Conservation of forest resources is one of the most challenging problems in ecology and environmental science. For maintaining the ecological integrity of forest ecosystem and for preserving biodiversity, knowing forest dynamics is of very importance. The fundamental issue is therefore to predict the variation of tree density caused by random factors.

We have constructed a stochastic forest model of young and old age class trees. The model is performed by stochastic differential equations. The following problems are then discussed.

1. Existence, uniqueness and boundedness of global nonnegative solutions.
2. Conditions for sustainability of the forest as well as existence of a Borel invariant measure.
3. Decline of the forest. When the intensity of noise on the forest is large enough, then both young and old age trees decay.
4. Numerical examples.

Animal Coat Patterns

We know that every species of animals has its proper type of coat patterns but on the other hand in details each individual of a species has its own coat pattern. This uniformity and diversity of different biological level is mysterious and attracts interest of many researchers.

We have constructed a dynamical system for a reaction diffusion system due to Murray, which relies on the use of the Thomas system nonlinearities and describes the formation of animal coat patterns.
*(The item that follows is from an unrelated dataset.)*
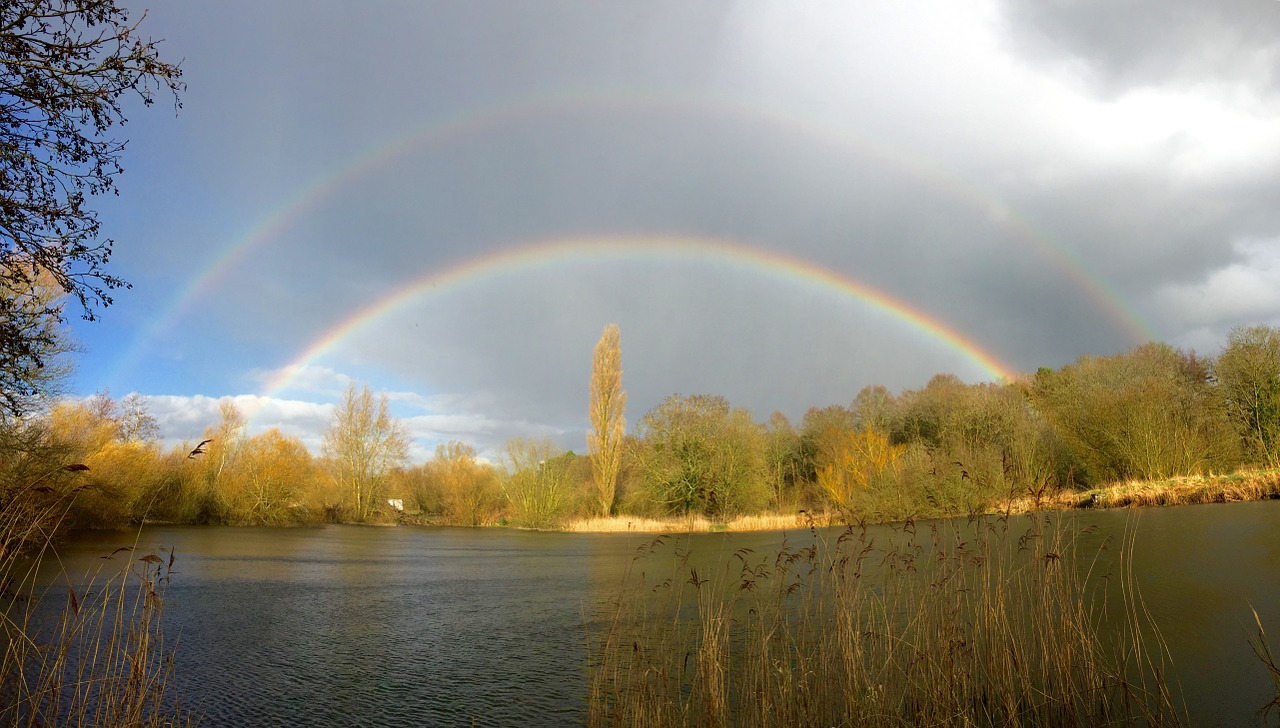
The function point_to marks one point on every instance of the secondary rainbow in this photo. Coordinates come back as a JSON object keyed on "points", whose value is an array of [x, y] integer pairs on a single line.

The following problems are then discussed by using semigroup methods.

1. Existence and uniqueness of global positive strong solutions to the system.
2. Continuous dependence on initial values.
3. Exponential attractors whose fractal dimensions can be estimated.

Stochastic Evolution Equations

Stochastic evolution equations (SEEs) can be used to describe many phenomena in the real world.

1. We have studied mild solutions to linear and semilinear SEEs. Existence of unique solutions, maximal regularity of solution and regular dependence on initial data are discussed.
2. We have presented our definition for strict solutions and studied existence and maximal regularity of solutions to both autonomous and non-autonomous linear SEEs.